All in all I need to run multiple word2vec over a period of time. For example I will be running word2vec once every month. To reduce computing workload I would like to run word2vec only on the data that was accumulated during the last month. My problem stems from the fact that for further processing I require the embeddings from the models I ran in previous months.
I know, also from reading other posts, that if the individual word2vec models are run on different samples which each are not a representative sample of an overarching corpus, obtaining word embeddings that are comparable is not possible. I have a similar problem, where I am analysing network data, which evolves over time (effectively doing a kind of graph2vec, but analysing node behaviour).
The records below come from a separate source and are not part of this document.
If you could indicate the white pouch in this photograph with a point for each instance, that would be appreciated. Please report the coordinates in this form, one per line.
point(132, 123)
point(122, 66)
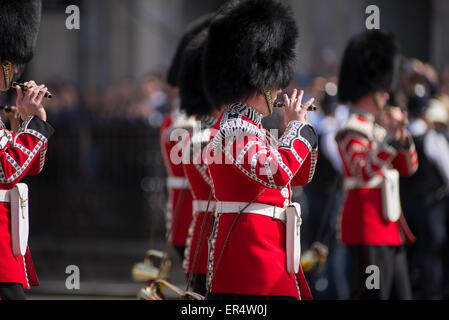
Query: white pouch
point(19, 219)
point(293, 250)
point(391, 203)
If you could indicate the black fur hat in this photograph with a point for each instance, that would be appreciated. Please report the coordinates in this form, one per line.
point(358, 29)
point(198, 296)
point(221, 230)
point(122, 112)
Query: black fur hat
point(370, 63)
point(251, 48)
point(192, 30)
point(191, 90)
point(19, 26)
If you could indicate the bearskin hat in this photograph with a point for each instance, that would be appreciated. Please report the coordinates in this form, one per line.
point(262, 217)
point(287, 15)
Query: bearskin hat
point(370, 63)
point(192, 30)
point(251, 47)
point(190, 80)
point(19, 26)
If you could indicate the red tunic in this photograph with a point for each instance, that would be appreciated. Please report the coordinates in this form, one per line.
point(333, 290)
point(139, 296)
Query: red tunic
point(179, 204)
point(244, 162)
point(20, 154)
point(197, 172)
point(365, 153)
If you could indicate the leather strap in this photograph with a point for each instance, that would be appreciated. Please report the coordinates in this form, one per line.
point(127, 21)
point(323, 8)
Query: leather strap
point(202, 206)
point(254, 208)
point(356, 183)
point(177, 183)
point(5, 196)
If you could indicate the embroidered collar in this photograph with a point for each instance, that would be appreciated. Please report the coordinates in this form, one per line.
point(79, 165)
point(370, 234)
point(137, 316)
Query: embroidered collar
point(238, 109)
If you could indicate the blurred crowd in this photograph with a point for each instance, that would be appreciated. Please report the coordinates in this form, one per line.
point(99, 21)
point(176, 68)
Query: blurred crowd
point(148, 99)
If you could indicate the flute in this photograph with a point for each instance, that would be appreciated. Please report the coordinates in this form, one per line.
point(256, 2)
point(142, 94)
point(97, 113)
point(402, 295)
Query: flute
point(281, 105)
point(24, 88)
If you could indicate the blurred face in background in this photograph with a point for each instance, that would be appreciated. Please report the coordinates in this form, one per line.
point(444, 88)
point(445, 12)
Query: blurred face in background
point(14, 70)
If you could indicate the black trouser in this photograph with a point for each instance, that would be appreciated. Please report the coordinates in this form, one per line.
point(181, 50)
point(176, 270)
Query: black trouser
point(11, 291)
point(394, 281)
point(198, 284)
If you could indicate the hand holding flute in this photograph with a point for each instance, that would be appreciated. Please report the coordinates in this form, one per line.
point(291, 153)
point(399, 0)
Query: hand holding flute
point(293, 108)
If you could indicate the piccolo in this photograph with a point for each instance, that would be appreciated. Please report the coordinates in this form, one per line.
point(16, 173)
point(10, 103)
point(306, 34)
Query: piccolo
point(281, 105)
point(24, 88)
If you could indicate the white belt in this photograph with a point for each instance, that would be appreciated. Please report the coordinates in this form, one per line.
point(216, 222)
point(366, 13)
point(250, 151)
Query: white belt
point(203, 206)
point(5, 196)
point(18, 198)
point(255, 208)
point(177, 183)
point(357, 183)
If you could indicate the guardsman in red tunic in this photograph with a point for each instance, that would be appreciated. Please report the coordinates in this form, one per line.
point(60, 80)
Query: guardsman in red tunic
point(375, 149)
point(179, 204)
point(195, 103)
point(248, 58)
point(21, 153)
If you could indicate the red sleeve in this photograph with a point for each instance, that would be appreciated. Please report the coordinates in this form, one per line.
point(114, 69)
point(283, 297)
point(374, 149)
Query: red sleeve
point(359, 159)
point(406, 161)
point(23, 153)
point(364, 163)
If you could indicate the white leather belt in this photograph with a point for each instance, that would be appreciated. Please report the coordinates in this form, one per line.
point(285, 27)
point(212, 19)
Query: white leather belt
point(177, 183)
point(202, 206)
point(5, 196)
point(357, 183)
point(255, 208)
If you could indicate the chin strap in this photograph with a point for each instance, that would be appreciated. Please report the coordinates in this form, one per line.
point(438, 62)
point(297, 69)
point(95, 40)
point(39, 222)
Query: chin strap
point(269, 99)
point(7, 73)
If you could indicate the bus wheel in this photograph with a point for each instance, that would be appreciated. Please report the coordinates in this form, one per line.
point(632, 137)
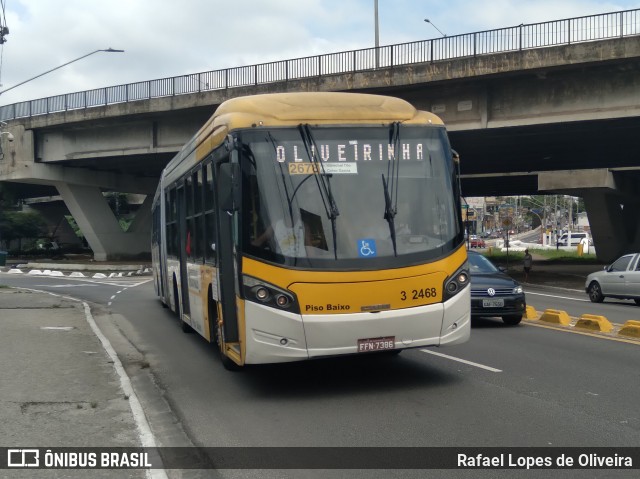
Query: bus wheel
point(227, 362)
point(176, 299)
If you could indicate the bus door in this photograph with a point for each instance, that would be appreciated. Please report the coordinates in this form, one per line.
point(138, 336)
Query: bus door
point(227, 253)
point(184, 245)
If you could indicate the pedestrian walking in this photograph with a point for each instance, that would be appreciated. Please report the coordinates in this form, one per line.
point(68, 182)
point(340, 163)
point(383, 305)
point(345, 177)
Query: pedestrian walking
point(528, 261)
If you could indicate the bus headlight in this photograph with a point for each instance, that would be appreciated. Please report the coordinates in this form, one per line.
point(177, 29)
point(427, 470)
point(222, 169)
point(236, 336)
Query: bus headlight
point(456, 283)
point(261, 292)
Yet I've been wondering if comparable embeddings can be achieved using PCA as follows:
- all models create "node" embeddings of length x
- for each model:
- run PCA on the "node" embeddings and retain all x principal components, whereby whitening is enabled
- transform the individual "node" embeddings to their corresponding PCA coordinates
- since the individual samples used to train the individual models share a high proportion of nodes as existing ones tend to stay and
new ones are likely to be added do the following:
- append all pca-transformed embeddings into one database
- by nodeID calculate mean pca_transformed embedding
This would only work, if the PCA transformation of the embeddings of each model ensures that the resulting embeddings measure the "same thing". For example, the first principal component of each PCA should capture the same kind of information, etc. And that's what I'm not sure about.